| Date: | Tue, 2 Sep 2008 11:09:09 -0700 |
| Reply-To: | Jay Soule <jay.soule@GMAIL.COM> |
| Sender: | "SAS(r) Discussion" <SAS-L@LISTSERV.UGA.EDU> |
| From: | Jay Soule <jay.soule@GMAIL.COM> |
| Subject: | Re: Hash lookup not quicker than SQL inner join? |
| In-Reply-To: | <98634D42B37B2E4E96CF3A3BD3CD9AE60254E93F@EX1VS2.nyced.org> |
| Content-Type: | text/plain; charset=ISO-8859-1 |
On Tue, Sep 2, 2008 at 9:00 AM, Bucher Scott <SBucher@schools.nyc.gov> wrote:
> You could try the "PROC SQL _METHOD;" or "PROC SQL _TREE;" options to
> get more details on how SQL is actually performing the joins.

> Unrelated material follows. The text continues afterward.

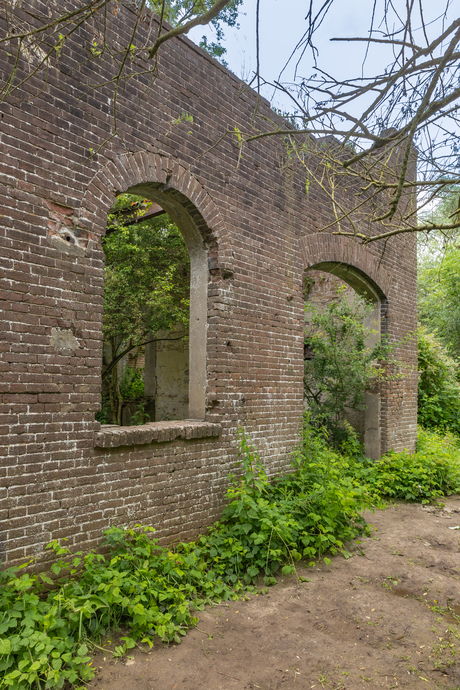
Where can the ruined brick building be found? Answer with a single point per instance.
(251, 232)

In some
> cases, SQL actually performs a hash join. I believe there are one or two
> conference papers on this topic and the aforementioned options.

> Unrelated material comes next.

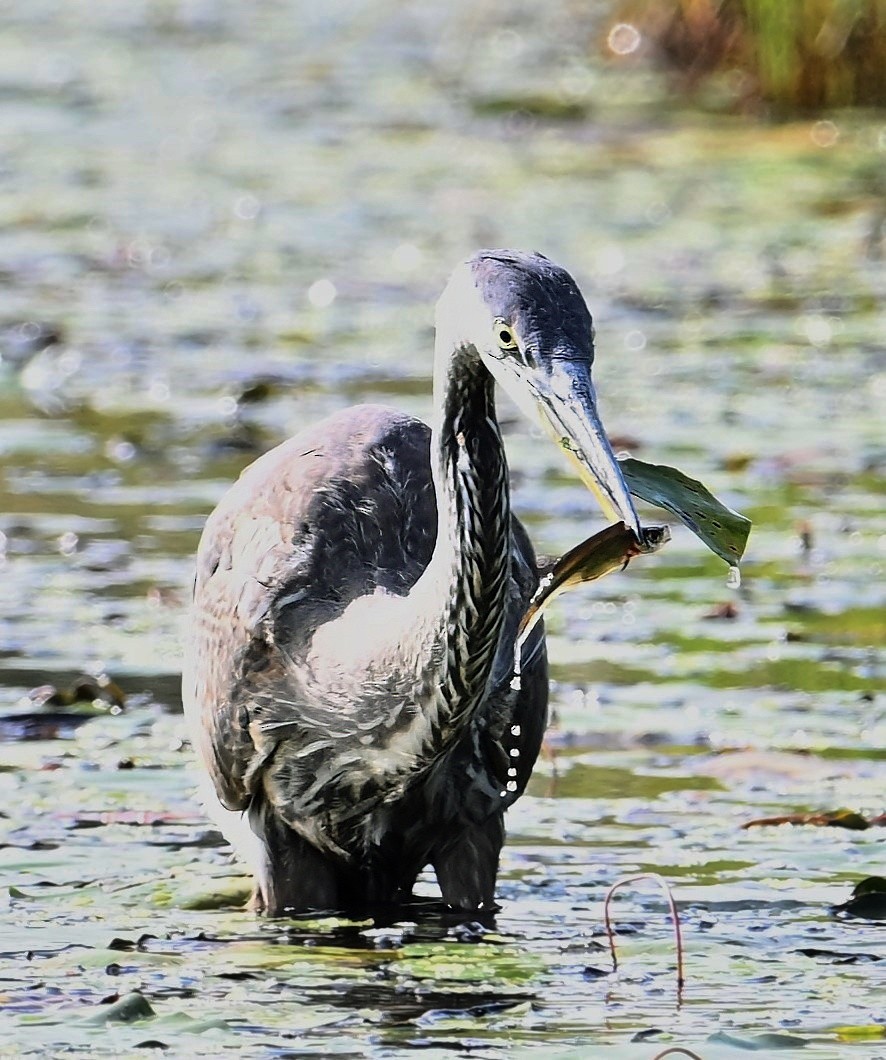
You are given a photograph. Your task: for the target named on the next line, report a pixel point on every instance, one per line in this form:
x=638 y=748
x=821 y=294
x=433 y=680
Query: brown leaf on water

Right - if the note in the SAS log after the SQL step shows that the
method used was "sqlxjhsh" then SAS used a hash join.
- Jay Soule
> Sander Burggraaff
> Sent: Tuesday, September 02, 2008 11:42 AM
> To: SAS-L@LISTSERV.UGA.EDU
> Subject: Hash lookup not quicker than SQL inner join?
>
> I always assumed that a hash lookup would be a quicker way to join two
> tables than a SQL join. But I recently did some testing and the
> results were not what I expected.
>
> Let's say we have two tables: Table_1 and Table_2. These two tables
> have 4 variables in common: B, C, D and E. B is a character variable
> with a length of 20 and the other 3 are all numeric with a length of
> 8. Table_1 also has a variable called A1 and Table_2 has a variable
> called A2.
>
> Of course the variables B, C, D and E in both tables are keys we want
> to join the tables on. The result table will hold the variables A1 and
> A2.
>
> Table_1 holds the same variables as Table_2. At first we tried
> 25.000.000 observations but we ran out of memory when using the Hash
> lookup. Apparently the 1.6Gb memory available was not enough to store
> the hash table in. So we lowered the amount of observations to
> 20.000.000.
>
> To our surprise the inner join performed just as quickly as the hash
> lookup. I expected SAS to start sorting when using the inner join but
> apparently it doesn't. During some tests it even looked like the inner
> join was quicker than the hash lookup.
>
> Can anyone explain why the inner join is just as quick? No sorting?
> Why?
>
> I searched this discussion group but couldn't find any postings about
> it. Have older posts been deleted?
>
|